In the LA Times today, Dan Beeton from the Center for Economic and Policy Research argues that the U.S. is finding almost the exact opposite role from what it should have in Haiti's elections, scheduled for next week.
It's not just the practicality of it all, given Haiti's severe public health problems (not to mention the equally devastating homelessness problem nearly one year later).
In Haiti, as in Burma, several parties, including the most popular, Fanmi Lavalas, are being kept off the ballot in an overtly anti-democratic move. Fanmi Lavalas has won every election it has participated in, and authorities seem determined to prevent that from happening again. In Haiti, as in Burma, a council handpicked and controlled by the government is overseeing the electoral process. And in Haiti, as in Burma, the popular party's leader is kept from rallying supporters.
While Suu Kyi was kept under house arrest, Jean-Bertrand Aristide is prevented from returning from exile in South Africa because the Haitian government refuses to grant him a new passport. Haitian police have fired live ammunition at pro-democracy crowds, just as demonstrations in Burma have been violently repressed. Shamefully, in Haiti, U.N. troops have provided support for this police repression, when not attacking crowds and journalists directly. Just as members of the NLD in Burma have been persecuted, thousands of Lavalas supporters were killed after the 2004 overthrow of the elected president, Aristide, in a coup strongly supported by the U.S. government.
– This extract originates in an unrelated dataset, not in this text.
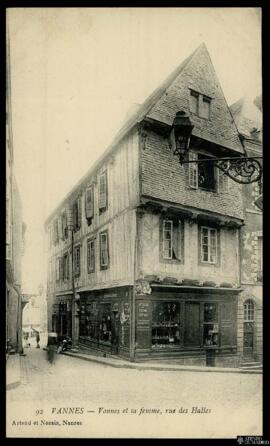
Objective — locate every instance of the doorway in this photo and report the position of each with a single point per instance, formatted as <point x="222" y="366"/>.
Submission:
<point x="248" y="347"/>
Whereas Obama administration officials cited exclusion of key political parties in the elections as a major concern in Burma, the U.S. is providing at least $13 million in support for Haiti's elections. Even condemnation of the flawed process from 45 members of Congress in an open letter to Secretary of State Hillary Rodham Clinton, from Sen. Richard G. Lugar (R-Ind.), the ranking minority member of the Senate Foreign Relations Committee, in a report and from the nongovernmental organization community has not budged the administration from its expressed support.